11 February 2010

The ’10s was the decade when Haiti replaced Angola in our comfortable, condescending worldview as the most woe-begotten place on Earth. Years of brutal repression under the Duvaliers and their Tonton Macoute, coupled with huge external debt, had left the country politically and economically precarious, so Haiti was particularly ill-equipped for the massive earthquake that struck it in January 2010. The immediate natural disaster segued into a persistent humanitarian catastrophe. One of the contemporary responses in the UK was this charity record to raise funds for supplies and relief.
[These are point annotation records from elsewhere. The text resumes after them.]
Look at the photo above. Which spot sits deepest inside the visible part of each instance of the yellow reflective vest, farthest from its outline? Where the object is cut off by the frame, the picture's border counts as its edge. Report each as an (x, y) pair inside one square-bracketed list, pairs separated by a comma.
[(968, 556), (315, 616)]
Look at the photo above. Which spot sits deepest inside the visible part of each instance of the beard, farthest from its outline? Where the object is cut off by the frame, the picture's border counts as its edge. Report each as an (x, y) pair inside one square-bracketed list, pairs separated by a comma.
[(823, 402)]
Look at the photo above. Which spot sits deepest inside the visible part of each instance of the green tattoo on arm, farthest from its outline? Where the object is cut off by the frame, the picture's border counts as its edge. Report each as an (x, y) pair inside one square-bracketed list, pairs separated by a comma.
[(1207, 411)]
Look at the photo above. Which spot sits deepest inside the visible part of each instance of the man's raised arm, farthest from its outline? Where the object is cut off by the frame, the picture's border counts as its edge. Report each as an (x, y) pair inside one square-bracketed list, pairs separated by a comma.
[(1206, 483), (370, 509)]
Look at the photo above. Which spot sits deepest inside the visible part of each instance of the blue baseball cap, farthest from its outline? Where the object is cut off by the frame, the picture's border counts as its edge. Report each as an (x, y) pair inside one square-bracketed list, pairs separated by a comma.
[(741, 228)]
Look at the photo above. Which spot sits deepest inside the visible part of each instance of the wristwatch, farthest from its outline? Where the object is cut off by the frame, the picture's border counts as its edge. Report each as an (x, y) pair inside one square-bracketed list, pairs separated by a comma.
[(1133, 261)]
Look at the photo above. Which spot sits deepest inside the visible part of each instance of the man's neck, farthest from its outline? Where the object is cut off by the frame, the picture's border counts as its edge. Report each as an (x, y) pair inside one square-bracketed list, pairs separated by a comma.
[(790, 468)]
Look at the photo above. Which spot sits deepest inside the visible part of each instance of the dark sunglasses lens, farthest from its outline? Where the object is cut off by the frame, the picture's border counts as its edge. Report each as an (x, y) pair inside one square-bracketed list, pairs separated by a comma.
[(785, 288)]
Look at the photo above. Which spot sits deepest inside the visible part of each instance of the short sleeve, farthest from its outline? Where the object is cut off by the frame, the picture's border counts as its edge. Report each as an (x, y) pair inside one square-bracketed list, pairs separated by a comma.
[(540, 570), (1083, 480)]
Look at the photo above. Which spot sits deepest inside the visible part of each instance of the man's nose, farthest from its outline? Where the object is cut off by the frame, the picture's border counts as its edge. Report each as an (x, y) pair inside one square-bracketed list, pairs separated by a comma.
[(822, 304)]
I’m not a fan of REM or their original ‘Everybody Hurts’. This charity version is essentially the same REM arrangement with guest vocalists, so it doesn’t move the needle either way for me. Thankfully, the participants—a mix of boybands, UK TV talent show alumni and random superstars like Mariah and Kylie—keep their contributions restrained, with the exception of the ever-dreadful Jon Bon Jovi showboating in the mid section. I get how the in-built feels and climactic swell of ‘Everybody Hurts’ make it almost purpose-built for charity projects like this, and the money it raised did undoubted good for real fellow human beings in appalling trouble. I’d just prefer if our collective public response to the catastrophic suffering of others included some shared outrage and political action at how whole countries can be made so systemically vulnerable in the first place. Instead, we merely sigh performatively via the medium of Westlife cooing at the people of Haiti to “hold on” as if our experience of hurt could possibly compare to theirs.